Чем дальше двигался Харитон Игнатьевич по проходу, где не иссякал свет, тем больше людей являлось к нему, и вспоминал он, что каждому из них когда-то сотворил зло. Одним большее, другим — меньшее. Отвернуться от них сейчас не мог, потому что непонятная сила толкала в спину, не зная устали. Последней явилась зеленоглазая Полина и ожгла гневным взглядом.
«Да не хотел я твоей смерти, не хотел! Я же о другом думал! Я на руках бы тебя носил! Ноги бы мыл и воду пил!»
Не услышала.
Сверкнула еще раз глазищами, и столько брезгливого презрения просквозило в них, словно Харитон Игнатьевич в куче дерьма стоял, а над ним вонь висела.
«Да неужели я поганый такой?! Неужели прощенья мне нету?! Неужели я чистым никогда не был?!»
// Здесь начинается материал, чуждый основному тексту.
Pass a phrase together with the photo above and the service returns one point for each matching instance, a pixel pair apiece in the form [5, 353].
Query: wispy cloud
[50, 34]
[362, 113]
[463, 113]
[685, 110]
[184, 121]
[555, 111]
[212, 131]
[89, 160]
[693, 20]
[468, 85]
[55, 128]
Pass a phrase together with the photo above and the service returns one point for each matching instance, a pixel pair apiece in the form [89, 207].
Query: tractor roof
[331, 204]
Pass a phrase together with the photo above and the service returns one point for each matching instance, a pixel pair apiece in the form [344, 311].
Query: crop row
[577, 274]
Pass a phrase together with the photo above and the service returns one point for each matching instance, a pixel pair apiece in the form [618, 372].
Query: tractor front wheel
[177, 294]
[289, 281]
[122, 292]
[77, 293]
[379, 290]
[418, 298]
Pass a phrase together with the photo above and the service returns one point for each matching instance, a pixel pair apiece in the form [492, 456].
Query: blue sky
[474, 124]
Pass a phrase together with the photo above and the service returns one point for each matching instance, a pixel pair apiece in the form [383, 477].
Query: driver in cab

Взывал непонятно к кому и не получал ответа. Лишь снова увидел самого себя, маленького, лет пяти, не больше. Поднимаются они на высокое церковное крыльцо с матерью, день жаркий, деревянные доски нагрелись и вливают тепло в босые пятки, как печка. А в церкви прохладно, свечки огоньками трепещут, и лики с икон строго, даже сурово, смотрят. Харитоша слегка оробел, крепче ухватил мать за руку, даже головенку в плечи вжал, но тут увидел на иконе глаза, очень похожие на материнские, и ему легко стало, светло, будто проснулся утром, а в окно солнце светит. Он ближе пошел к иконе, потянул за собой мать и остановился, пораженный, разглядев — руки прижаты к груди, а в грудь вонзились стрелы. «Больно же, — шепотом сказал он матери, — зачем из лука стреляли?» «Это грехи наши, сынок, — услышал в ответ. — Все они стрелами в Богородицу летят и ранят, а она за нас, неразумных, плачет». Маленькое сердчишко сжалось от сочувствия, больно стало, но не так, когда ударишься или упадешь, боль эта была совсем иная, и такая сильная, что он заплакал безутешно и не мог остановиться, пока мать не взяла его на руки и не подняла к краешку иконы. Он ткнулся в этот краешек мокрыми от слез губами, и будто свет вспыхнул…
— Гляжу, а над дорогой свет, я даже струхнул поначалу — какой свет посреди ночи? Подъехал, а он лежит, родимый, коченеет. Ну, я его завалил в сани и поехал, оглядываюсь, а никакого света нет — темень. Как была, так и есть темень. Но свет-то светил, я из ума пока не выжил! Своими глазами!
— После, после расскажешь, порты с его стаскивай, догола раздеть надо, и баню скорей затопляй, а шубу с печки сюда подай… Да шевелись ты скорее, чего как вареный!
Два голоса, один мужичий, другой бабий, бубнили, перебивая друг друга, иногда уплывали куда-то в сторону, стихали, а затем возвращались и снова звучали ясно, совсем рядом. Харитон Игнатьевич пытался разлепить ресницы, чтобы увидеть — кто его обихаживает? Но тяжелые, будто еще не оттаявшие, веки не размыкались. И тела он своего не чуял, ни рукой ни ногой пошевелить не мог, только нестерпимо ломило большой палец, с которого сшиб ноготь.
Сильные шершавые ладони мазали его чем-то пахучим, растирали, после навалилась на него горячая после печки шуба и от живого тепла он вновь затрясся в ознобе, словно оказался опять на морозе. На этот раз озноб прошел быстро, но зато от покалеченного пальца и до самой макушки прострелила боль. Да такая невыносимая, что заскулил без слов, и глаза у него сами собой распахнулись. Первое, что разглядел, — божницу в переднем углу. На ней стояла всего одна икона, но необычно большая, занимавшая почти весь угол. Страдающий взгляд Богородицы, пронзенной стрелами, был устремлен прямо на Харитона Игнатьевича. И он под этим взглядом, проникавшим в самую душу, расплакался, как в давнем детстве, безутешно и горько.